Policjanci uratowali z pożaru trzech mężczyzn
Trzech mężczyzn mogło zginąć w płomieniach. Zapobiegli temu dwaj policjanci z Komisariatu Policji w Głownie, którzy weszli do zadymionego i częściowo płonącego już mieszkania i wynieśli nietrzeźwych mężczyzn.

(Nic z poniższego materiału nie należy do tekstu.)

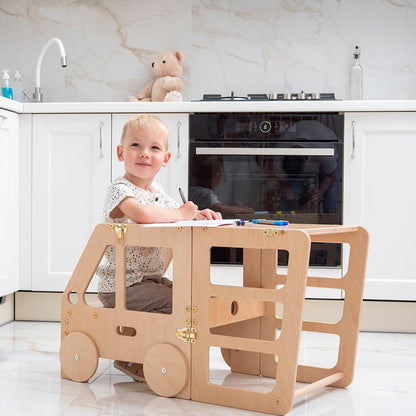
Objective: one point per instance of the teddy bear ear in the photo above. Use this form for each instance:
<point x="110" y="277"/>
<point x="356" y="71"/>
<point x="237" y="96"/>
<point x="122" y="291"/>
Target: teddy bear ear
<point x="179" y="56"/>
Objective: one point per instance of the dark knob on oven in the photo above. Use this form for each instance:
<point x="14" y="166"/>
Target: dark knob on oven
<point x="265" y="126"/>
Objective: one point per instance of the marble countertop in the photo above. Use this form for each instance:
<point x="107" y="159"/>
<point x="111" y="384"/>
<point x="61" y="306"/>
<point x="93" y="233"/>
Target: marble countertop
<point x="213" y="106"/>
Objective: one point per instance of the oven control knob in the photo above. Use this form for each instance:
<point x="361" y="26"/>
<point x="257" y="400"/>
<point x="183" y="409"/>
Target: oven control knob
<point x="265" y="126"/>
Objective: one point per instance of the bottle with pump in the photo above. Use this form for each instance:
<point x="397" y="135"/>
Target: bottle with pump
<point x="5" y="86"/>
<point x="17" y="86"/>
<point x="356" y="77"/>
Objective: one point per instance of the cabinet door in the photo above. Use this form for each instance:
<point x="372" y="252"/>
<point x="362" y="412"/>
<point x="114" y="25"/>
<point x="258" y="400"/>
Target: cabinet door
<point x="379" y="194"/>
<point x="71" y="171"/>
<point x="9" y="208"/>
<point x="175" y="175"/>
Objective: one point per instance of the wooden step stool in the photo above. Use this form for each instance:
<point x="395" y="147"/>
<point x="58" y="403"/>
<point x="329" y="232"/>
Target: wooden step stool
<point x="242" y="321"/>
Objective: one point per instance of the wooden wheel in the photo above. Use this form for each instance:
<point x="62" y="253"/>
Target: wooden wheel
<point x="165" y="370"/>
<point x="79" y="356"/>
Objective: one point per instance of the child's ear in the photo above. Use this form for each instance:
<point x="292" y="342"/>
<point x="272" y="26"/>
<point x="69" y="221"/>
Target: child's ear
<point x="166" y="160"/>
<point x="120" y="156"/>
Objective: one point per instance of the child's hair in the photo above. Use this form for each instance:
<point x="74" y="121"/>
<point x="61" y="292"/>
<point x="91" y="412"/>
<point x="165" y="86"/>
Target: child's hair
<point x="146" y="121"/>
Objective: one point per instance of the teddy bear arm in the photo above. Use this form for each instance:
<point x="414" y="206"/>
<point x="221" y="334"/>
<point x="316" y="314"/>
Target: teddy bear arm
<point x="172" y="83"/>
<point x="146" y="92"/>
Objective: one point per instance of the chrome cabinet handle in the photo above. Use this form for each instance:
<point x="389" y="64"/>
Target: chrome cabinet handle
<point x="353" y="139"/>
<point x="260" y="151"/>
<point x="178" y="135"/>
<point x="101" y="156"/>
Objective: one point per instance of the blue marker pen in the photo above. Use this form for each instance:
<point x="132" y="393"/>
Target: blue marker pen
<point x="270" y="222"/>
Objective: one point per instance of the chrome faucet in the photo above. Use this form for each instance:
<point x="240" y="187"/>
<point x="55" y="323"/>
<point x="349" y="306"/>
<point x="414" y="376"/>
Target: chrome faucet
<point x="37" y="95"/>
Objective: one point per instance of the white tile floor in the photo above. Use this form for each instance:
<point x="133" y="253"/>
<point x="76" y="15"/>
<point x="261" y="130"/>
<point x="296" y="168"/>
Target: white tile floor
<point x="30" y="383"/>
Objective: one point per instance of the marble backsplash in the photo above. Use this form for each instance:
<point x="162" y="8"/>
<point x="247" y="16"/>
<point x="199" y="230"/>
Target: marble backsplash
<point x="236" y="45"/>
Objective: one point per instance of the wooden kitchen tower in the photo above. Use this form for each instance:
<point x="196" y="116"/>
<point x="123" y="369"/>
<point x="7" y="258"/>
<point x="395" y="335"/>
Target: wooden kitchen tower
<point x="255" y="336"/>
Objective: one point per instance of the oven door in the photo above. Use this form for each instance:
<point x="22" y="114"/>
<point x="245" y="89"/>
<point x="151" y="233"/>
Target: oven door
<point x="296" y="181"/>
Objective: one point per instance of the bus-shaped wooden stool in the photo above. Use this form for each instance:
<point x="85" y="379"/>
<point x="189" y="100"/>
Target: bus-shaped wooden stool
<point x="257" y="325"/>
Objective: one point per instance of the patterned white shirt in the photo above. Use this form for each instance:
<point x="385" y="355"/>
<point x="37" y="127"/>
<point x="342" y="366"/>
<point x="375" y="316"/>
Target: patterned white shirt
<point x="140" y="261"/>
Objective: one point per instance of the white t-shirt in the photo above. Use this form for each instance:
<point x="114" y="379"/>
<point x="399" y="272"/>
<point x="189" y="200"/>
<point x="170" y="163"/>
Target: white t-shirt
<point x="140" y="261"/>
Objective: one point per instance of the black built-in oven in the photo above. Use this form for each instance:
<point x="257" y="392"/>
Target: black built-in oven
<point x="269" y="165"/>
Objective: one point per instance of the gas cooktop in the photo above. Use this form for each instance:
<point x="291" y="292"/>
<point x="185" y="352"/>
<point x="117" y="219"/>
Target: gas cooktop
<point x="301" y="96"/>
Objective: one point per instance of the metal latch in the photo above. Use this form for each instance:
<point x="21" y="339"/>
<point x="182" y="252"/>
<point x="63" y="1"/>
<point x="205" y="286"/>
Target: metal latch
<point x="121" y="230"/>
<point x="186" y="334"/>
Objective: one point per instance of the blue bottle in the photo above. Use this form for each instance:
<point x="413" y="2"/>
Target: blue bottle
<point x="5" y="86"/>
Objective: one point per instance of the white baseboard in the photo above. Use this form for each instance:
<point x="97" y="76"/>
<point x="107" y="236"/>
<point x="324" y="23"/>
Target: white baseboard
<point x="379" y="316"/>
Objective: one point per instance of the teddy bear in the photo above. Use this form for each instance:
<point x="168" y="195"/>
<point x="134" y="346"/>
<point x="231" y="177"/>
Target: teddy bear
<point x="167" y="86"/>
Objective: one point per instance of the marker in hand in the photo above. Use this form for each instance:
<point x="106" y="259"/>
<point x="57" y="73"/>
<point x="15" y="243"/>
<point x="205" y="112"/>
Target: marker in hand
<point x="182" y="195"/>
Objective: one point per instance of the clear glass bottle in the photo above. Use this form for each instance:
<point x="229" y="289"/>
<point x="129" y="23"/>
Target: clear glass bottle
<point x="356" y="77"/>
<point x="17" y="85"/>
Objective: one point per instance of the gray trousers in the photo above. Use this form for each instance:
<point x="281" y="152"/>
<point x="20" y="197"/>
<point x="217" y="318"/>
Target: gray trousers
<point x="152" y="294"/>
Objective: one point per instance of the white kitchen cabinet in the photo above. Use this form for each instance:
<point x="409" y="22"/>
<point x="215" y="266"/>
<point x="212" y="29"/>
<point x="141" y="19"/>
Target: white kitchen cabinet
<point x="379" y="193"/>
<point x="71" y="169"/>
<point x="175" y="175"/>
<point x="9" y="205"/>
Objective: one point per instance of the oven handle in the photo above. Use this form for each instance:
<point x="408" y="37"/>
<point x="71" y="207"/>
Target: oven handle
<point x="260" y="151"/>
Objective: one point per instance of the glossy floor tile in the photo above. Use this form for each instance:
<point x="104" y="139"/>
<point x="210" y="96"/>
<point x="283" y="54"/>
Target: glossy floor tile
<point x="30" y="382"/>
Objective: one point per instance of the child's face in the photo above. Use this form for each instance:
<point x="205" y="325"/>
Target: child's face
<point x="144" y="152"/>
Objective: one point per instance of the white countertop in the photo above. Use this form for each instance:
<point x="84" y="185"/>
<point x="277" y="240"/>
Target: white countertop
<point x="213" y="106"/>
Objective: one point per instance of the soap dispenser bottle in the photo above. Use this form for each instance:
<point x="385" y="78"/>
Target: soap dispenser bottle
<point x="17" y="86"/>
<point x="356" y="77"/>
<point x="5" y="85"/>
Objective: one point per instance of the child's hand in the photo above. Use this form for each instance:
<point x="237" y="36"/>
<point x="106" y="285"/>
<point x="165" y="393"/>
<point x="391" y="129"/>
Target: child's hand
<point x="188" y="210"/>
<point x="208" y="214"/>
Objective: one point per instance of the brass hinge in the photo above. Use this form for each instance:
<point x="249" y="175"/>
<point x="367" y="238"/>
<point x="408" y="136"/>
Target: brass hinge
<point x="121" y="230"/>
<point x="186" y="334"/>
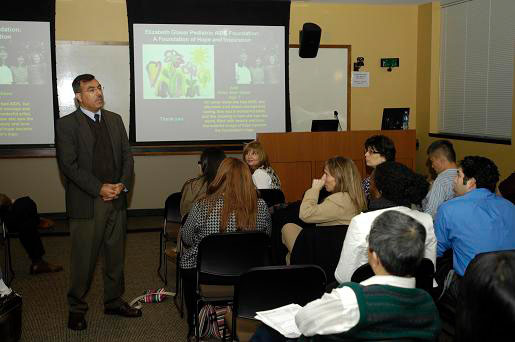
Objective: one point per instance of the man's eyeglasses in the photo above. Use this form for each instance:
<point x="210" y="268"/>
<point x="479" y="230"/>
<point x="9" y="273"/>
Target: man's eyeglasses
<point x="370" y="151"/>
<point x="92" y="90"/>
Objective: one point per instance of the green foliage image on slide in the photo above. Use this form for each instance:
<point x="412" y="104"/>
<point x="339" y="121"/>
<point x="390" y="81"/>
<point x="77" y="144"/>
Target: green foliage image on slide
<point x="178" y="71"/>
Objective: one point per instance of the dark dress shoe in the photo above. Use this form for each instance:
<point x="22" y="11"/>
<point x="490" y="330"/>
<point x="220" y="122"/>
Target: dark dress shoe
<point x="76" y="321"/>
<point x="124" y="310"/>
<point x="44" y="267"/>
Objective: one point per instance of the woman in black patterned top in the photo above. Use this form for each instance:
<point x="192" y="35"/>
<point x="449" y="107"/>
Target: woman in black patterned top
<point x="230" y="204"/>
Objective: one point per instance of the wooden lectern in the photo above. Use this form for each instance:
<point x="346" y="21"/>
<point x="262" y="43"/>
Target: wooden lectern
<point x="298" y="157"/>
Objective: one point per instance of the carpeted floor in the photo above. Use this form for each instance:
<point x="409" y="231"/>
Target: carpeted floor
<point x="45" y="310"/>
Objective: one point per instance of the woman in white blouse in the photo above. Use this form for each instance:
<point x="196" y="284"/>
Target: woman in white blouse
<point x="341" y="179"/>
<point x="263" y="175"/>
<point x="393" y="186"/>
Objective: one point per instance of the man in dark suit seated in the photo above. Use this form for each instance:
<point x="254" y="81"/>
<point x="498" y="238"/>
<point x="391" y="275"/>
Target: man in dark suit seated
<point x="95" y="158"/>
<point x="386" y="306"/>
<point x="22" y="216"/>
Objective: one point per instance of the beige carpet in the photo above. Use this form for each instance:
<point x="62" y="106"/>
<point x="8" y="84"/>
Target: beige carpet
<point x="45" y="309"/>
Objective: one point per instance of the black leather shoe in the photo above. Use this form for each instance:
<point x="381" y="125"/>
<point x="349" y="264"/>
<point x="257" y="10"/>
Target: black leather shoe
<point x="124" y="310"/>
<point x="76" y="321"/>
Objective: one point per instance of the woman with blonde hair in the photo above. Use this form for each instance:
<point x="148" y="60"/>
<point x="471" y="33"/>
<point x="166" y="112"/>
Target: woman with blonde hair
<point x="342" y="180"/>
<point x="230" y="204"/>
<point x="263" y="175"/>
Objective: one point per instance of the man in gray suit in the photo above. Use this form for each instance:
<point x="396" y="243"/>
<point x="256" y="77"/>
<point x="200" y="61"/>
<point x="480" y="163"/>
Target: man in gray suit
<point x="95" y="157"/>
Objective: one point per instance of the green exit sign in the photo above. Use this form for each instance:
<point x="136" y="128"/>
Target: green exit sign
<point x="389" y="62"/>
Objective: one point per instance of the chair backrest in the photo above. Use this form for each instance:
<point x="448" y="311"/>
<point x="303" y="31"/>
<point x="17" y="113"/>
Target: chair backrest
<point x="172" y="208"/>
<point x="272" y="196"/>
<point x="227" y="255"/>
<point x="320" y="246"/>
<point x="265" y="288"/>
<point x="424" y="276"/>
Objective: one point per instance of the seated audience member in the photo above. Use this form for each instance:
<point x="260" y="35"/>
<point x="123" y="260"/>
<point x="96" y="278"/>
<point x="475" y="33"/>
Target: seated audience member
<point x="22" y="217"/>
<point x="263" y="175"/>
<point x="486" y="305"/>
<point x="230" y="204"/>
<point x="386" y="306"/>
<point x="194" y="188"/>
<point x="507" y="188"/>
<point x="342" y="180"/>
<point x="393" y="186"/>
<point x="378" y="149"/>
<point x="443" y="161"/>
<point x="476" y="221"/>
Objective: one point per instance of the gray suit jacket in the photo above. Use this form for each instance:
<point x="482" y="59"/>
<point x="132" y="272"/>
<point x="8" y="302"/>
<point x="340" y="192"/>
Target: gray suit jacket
<point x="74" y="143"/>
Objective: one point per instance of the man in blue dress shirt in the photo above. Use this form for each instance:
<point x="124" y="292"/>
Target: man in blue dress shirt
<point x="477" y="220"/>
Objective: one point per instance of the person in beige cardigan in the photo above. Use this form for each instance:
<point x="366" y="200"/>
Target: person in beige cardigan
<point x="347" y="199"/>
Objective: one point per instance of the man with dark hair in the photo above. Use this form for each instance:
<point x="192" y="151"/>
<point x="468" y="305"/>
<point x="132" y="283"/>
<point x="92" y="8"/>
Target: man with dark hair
<point x="386" y="306"/>
<point x="381" y="145"/>
<point x="443" y="161"/>
<point x="476" y="221"/>
<point x="95" y="157"/>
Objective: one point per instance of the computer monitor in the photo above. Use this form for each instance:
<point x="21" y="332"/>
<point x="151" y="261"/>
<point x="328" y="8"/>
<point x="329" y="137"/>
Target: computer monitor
<point x="395" y="118"/>
<point x="324" y="125"/>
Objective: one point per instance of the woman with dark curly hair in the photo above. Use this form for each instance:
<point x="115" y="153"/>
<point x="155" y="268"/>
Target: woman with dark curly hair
<point x="378" y="149"/>
<point x="195" y="188"/>
<point x="230" y="204"/>
<point x="393" y="186"/>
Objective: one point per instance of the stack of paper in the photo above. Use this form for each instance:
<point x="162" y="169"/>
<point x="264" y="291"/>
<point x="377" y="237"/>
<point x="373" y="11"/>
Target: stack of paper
<point x="282" y="319"/>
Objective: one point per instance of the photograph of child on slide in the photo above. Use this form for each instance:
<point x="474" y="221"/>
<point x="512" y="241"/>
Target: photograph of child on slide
<point x="178" y="71"/>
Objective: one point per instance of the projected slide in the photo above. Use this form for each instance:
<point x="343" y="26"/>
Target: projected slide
<point x="26" y="96"/>
<point x="208" y="82"/>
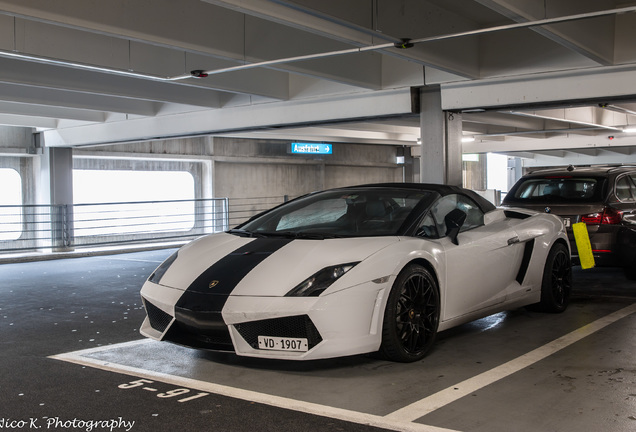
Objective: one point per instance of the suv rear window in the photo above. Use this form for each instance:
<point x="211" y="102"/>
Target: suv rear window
<point x="557" y="188"/>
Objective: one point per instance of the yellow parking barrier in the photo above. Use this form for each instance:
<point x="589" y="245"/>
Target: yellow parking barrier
<point x="582" y="239"/>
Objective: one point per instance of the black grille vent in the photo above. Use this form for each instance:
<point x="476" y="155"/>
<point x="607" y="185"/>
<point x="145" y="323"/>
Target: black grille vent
<point x="299" y="326"/>
<point x="159" y="320"/>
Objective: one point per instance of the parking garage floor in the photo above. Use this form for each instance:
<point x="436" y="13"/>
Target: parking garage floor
<point x="72" y="359"/>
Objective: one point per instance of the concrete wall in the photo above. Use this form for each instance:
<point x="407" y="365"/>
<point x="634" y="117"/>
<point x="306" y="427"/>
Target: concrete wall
<point x="242" y="168"/>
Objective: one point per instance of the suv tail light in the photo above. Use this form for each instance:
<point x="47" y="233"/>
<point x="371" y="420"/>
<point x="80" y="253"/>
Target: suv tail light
<point x="610" y="216"/>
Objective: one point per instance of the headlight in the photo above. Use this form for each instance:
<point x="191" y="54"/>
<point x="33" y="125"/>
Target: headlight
<point x="314" y="285"/>
<point x="156" y="276"/>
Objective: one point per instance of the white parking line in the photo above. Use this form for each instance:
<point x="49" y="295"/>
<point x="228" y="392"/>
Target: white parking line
<point x="444" y="397"/>
<point x="78" y="357"/>
<point x="400" y="420"/>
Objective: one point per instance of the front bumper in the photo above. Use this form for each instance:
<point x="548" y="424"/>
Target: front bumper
<point x="344" y="323"/>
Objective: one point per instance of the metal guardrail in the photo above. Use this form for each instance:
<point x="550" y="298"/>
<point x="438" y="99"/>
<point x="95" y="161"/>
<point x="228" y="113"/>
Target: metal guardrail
<point x="56" y="228"/>
<point x="30" y="228"/>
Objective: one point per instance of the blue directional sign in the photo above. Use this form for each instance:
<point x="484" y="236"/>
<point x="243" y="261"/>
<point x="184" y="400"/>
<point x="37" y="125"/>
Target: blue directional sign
<point x="311" y="148"/>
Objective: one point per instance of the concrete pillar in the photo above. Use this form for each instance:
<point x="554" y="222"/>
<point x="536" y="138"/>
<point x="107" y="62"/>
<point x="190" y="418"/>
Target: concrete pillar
<point x="57" y="177"/>
<point x="441" y="132"/>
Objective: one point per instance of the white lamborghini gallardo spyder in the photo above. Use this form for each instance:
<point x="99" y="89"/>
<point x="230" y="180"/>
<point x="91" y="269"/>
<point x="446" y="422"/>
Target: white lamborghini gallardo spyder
<point x="358" y="270"/>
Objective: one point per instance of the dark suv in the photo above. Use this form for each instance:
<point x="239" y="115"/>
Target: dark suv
<point x="604" y="197"/>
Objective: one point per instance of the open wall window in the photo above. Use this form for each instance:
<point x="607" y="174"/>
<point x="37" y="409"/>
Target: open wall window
<point x="124" y="201"/>
<point x="10" y="204"/>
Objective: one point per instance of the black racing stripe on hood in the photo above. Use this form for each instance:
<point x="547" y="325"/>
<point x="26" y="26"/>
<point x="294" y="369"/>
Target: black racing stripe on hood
<point x="226" y="273"/>
<point x="198" y="312"/>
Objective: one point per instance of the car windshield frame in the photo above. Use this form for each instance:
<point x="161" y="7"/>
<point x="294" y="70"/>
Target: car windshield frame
<point x="565" y="189"/>
<point x="342" y="213"/>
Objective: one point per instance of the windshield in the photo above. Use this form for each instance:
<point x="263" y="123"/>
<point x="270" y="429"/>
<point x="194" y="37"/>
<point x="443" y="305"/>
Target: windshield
<point x="557" y="189"/>
<point x="338" y="213"/>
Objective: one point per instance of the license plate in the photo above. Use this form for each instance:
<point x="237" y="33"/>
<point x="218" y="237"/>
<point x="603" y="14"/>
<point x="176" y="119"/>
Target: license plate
<point x="283" y="344"/>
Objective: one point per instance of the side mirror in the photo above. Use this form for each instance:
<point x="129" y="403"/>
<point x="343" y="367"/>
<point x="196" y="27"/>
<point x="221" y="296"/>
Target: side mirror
<point x="454" y="221"/>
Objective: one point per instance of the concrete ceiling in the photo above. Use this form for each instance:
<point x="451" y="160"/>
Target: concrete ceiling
<point x="536" y="79"/>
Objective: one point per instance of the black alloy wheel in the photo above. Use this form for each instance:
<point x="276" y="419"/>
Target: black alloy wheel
<point x="556" y="286"/>
<point x="412" y="315"/>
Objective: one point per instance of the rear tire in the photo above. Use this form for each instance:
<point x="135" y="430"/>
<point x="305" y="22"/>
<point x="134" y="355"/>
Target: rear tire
<point x="556" y="286"/>
<point x="411" y="317"/>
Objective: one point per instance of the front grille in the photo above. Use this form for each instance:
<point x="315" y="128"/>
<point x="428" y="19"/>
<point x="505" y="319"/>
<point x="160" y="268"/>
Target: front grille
<point x="159" y="320"/>
<point x="211" y="340"/>
<point x="299" y="326"/>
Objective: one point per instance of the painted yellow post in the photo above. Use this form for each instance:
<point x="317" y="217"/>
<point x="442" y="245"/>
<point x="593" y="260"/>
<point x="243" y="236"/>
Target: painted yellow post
<point x="582" y="239"/>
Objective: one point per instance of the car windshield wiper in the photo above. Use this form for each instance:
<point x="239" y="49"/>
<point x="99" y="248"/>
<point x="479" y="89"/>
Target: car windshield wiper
<point x="305" y="235"/>
<point x="244" y="233"/>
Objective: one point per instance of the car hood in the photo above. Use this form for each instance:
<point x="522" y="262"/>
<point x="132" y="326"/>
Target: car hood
<point x="242" y="266"/>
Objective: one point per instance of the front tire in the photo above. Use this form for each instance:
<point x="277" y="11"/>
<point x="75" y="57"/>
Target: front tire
<point x="411" y="317"/>
<point x="556" y="285"/>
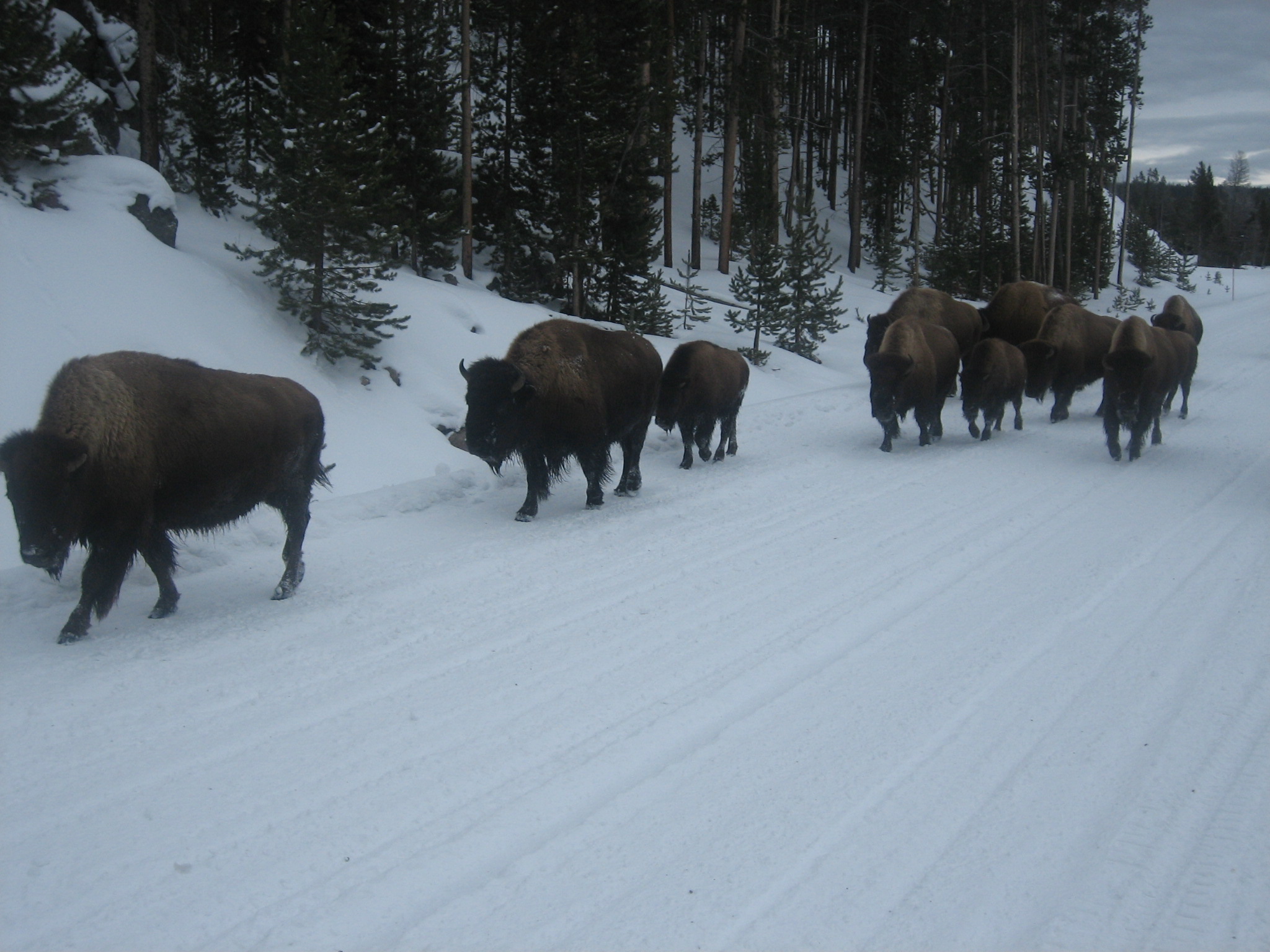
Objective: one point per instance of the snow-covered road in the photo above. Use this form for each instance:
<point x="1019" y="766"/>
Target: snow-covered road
<point x="973" y="696"/>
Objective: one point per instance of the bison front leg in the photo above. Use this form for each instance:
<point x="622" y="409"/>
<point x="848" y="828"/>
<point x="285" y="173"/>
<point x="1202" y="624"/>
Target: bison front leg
<point x="538" y="477"/>
<point x="633" y="444"/>
<point x="686" y="428"/>
<point x="162" y="558"/>
<point x="99" y="588"/>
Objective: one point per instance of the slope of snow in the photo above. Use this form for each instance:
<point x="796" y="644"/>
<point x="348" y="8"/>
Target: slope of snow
<point x="1002" y="695"/>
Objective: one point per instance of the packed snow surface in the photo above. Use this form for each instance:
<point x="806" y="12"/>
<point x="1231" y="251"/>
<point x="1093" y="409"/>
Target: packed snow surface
<point x="973" y="696"/>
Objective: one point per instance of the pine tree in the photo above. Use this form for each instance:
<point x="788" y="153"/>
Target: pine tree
<point x="812" y="309"/>
<point x="205" y="133"/>
<point x="43" y="100"/>
<point x="319" y="197"/>
<point x="760" y="284"/>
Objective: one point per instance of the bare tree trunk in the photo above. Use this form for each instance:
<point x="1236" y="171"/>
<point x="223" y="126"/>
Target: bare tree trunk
<point x="729" y="141"/>
<point x="1128" y="165"/>
<point x="466" y="250"/>
<point x="699" y="126"/>
<point x="668" y="145"/>
<point x="854" y="252"/>
<point x="148" y="97"/>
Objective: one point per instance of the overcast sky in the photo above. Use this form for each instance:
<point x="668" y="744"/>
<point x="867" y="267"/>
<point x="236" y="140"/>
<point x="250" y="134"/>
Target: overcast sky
<point x="1206" y="88"/>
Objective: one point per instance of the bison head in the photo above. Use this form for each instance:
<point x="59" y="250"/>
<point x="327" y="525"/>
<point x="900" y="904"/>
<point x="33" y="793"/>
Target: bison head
<point x="43" y="477"/>
<point x="887" y="376"/>
<point x="497" y="397"/>
<point x="1042" y="361"/>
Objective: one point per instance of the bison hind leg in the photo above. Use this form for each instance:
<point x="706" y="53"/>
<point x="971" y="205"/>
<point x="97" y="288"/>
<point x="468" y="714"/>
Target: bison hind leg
<point x="162" y="558"/>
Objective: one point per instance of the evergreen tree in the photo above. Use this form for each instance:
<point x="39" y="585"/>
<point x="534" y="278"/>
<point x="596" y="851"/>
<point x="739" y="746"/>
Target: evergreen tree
<point x="812" y="306"/>
<point x="323" y="179"/>
<point x="760" y="283"/>
<point x="43" y="100"/>
<point x="205" y="133"/>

24 marca 2016 r. około 19.:20 do głowieńskiego komisariatu policji dotarł sygnał o pożarze budynku mieszkalnego przy ul. Mickiewicza w Głownie. Na miejscu błyskawicznie pojawił się patrol w składzie asp. Marcin Wieczorek i sierż. sztab. Paweł Kuciński. Z jednego z mieszkań przez otwarte okno wydobywał się ogień i kłęby dymu. Mundurowi przeskoczyli przez zamkniętą na łańcuch bramę i podbiegli do okna. Zajrzeli do środka i dostrzegli leżących na łóżkach trzech mężczyzn, którzy nie dawali żadnych oznak życia. Cały pokój był silnie zadymiony, płonęły firany podobnie jak śmieci i butelki znajdujące się w pomieszczeniu. Wszędzie unosił się gęsty i gryzący dym.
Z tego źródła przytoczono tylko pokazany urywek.